俺は美冬に向かって大きく二歩を踏み出すと、彼女を抱きしめた。腕の中で、彼女が身を固くするのがわかる。それからゆっくりと、緊張がほぐれていくのも。
「悪くない、美冬は何も悪くない。信じてくれ」
声がかすれそうになりながら、言葉を続ける。
「今だってお前のことは好きだよ。好きだからこそ、お前から離れたんだ。そうしないといけないんだ」
「だからぁ、意味わかんないよ」
泣きながら、美冬は俺の肩に頭を押しつけてくる。その頭をそっと撫でる。
「わかんなくていい、それでいいから。ありがとう。俺のためにそんなに泣いてくれて。俺幸せだ」
彼女を抱きしめる感覚を忘れないように、しっかりと体に刻み込む。
「本当にありがとう。そして本当にごめん。会うのはこれで最後だ」
「何で?」
「ここから引っ越す。ここにはもう戻ってこない」
「そんなっ」
美冬は勢いよく体を起こそうとしたが、強く抱きしめてそれを止める。
「いつ行くの? せめて見送るくらいは」
俺は思わず笑ってしまった。この期に及んでそんなことを言うなんて、本当に優しいやつだ。俺にはもったいない。
「明日の十四時十一分、駅から新幹線」
「絶対に行く、約束する」
「そっか、ありがとう。でもな美冬」
その約束は果たされない。
「これでお別れだ」
覚悟を決めて彼女の顔を起こすと、優しく彼女にキスをした。そのまま彼女の生気を吸い取る。

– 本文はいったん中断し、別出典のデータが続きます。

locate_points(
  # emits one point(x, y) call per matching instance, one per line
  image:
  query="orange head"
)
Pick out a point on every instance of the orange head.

相当な量の生気を取られた美冬は、揺らめいたかと思うと崩れ落ちた。それをどうにか受け止める。
生気を吸うのは触れるだけでもできるが、意識を薄れさせるほどの量を一気に取るには、この方法が一番早い。やってることが本当に最低だ。
沈んでいる気持ちとは逆に、体には活力が満ちてきているのを感じる。
こういう時、やっぱり俺は人の生気を糧にして生きてるんだと感じる。人の血を糧にして生きる吸血鬼と同じように、俺は人の生気がないと生きられない
「うー……ん」
意識が混濁している美冬に触れたまま、彼女の耳に口を近づける。鬼の力は記憶を操作することだけじゃない。こんなことだってできる。
「美冬。お前は俺が嫌いだ」
「きら、い……?」
「田中美冬は、篠川秋人が大嫌いだ。二度と会いたくないほどに」
嫌われるのが怖くて前はできなかったけれど、これが一番いい。彼女はこれでもう泣かなくてすむ。

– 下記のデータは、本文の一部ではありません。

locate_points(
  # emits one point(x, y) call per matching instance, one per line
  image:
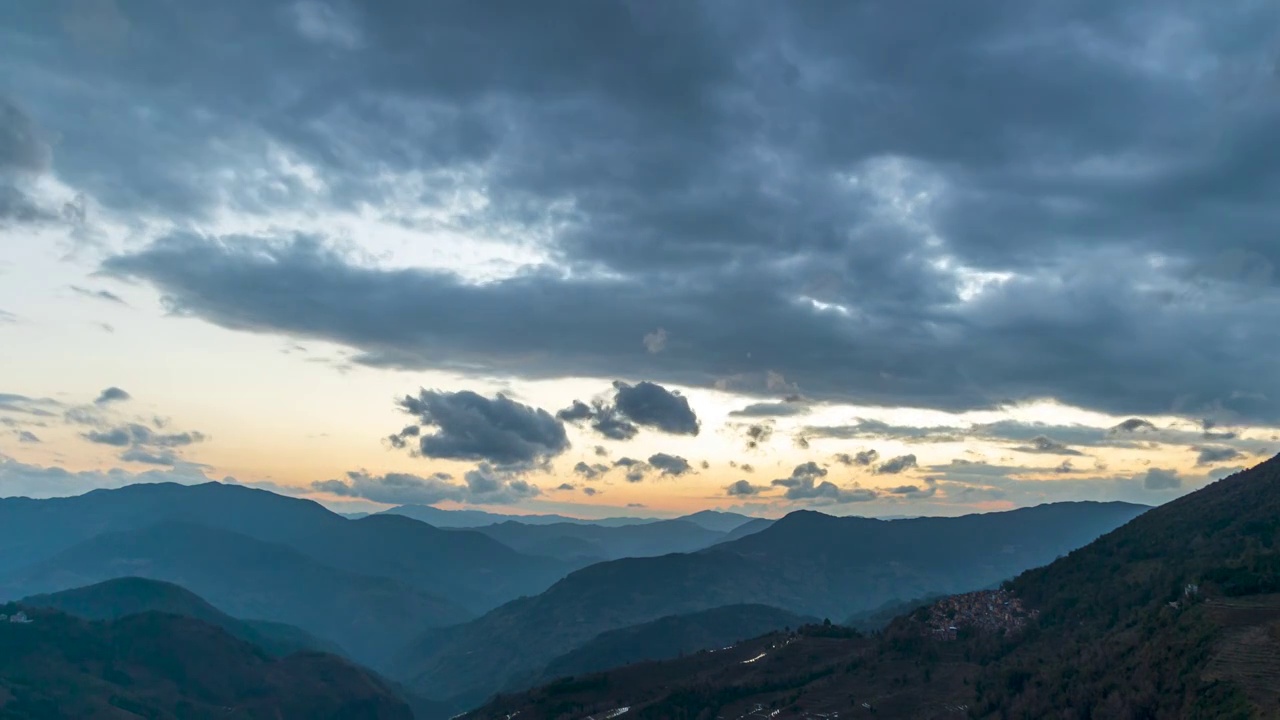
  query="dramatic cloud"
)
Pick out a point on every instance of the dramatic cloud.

焦点が定まらない美冬の目を、じっと見つめる。彼女の思考を操っていく。
「きらい……あなたが嫌い」
「そうだ、お前は俺が大嫌いなんだ。二度と会いたくないほどに」
「大、嫌い、会いたく、ない」
雪がゆっくりと降りかかる中で、最後に美冬はそうつぶやくと意識を失った。
俺のことが好きな彼女とは、これで本当にお別れだ。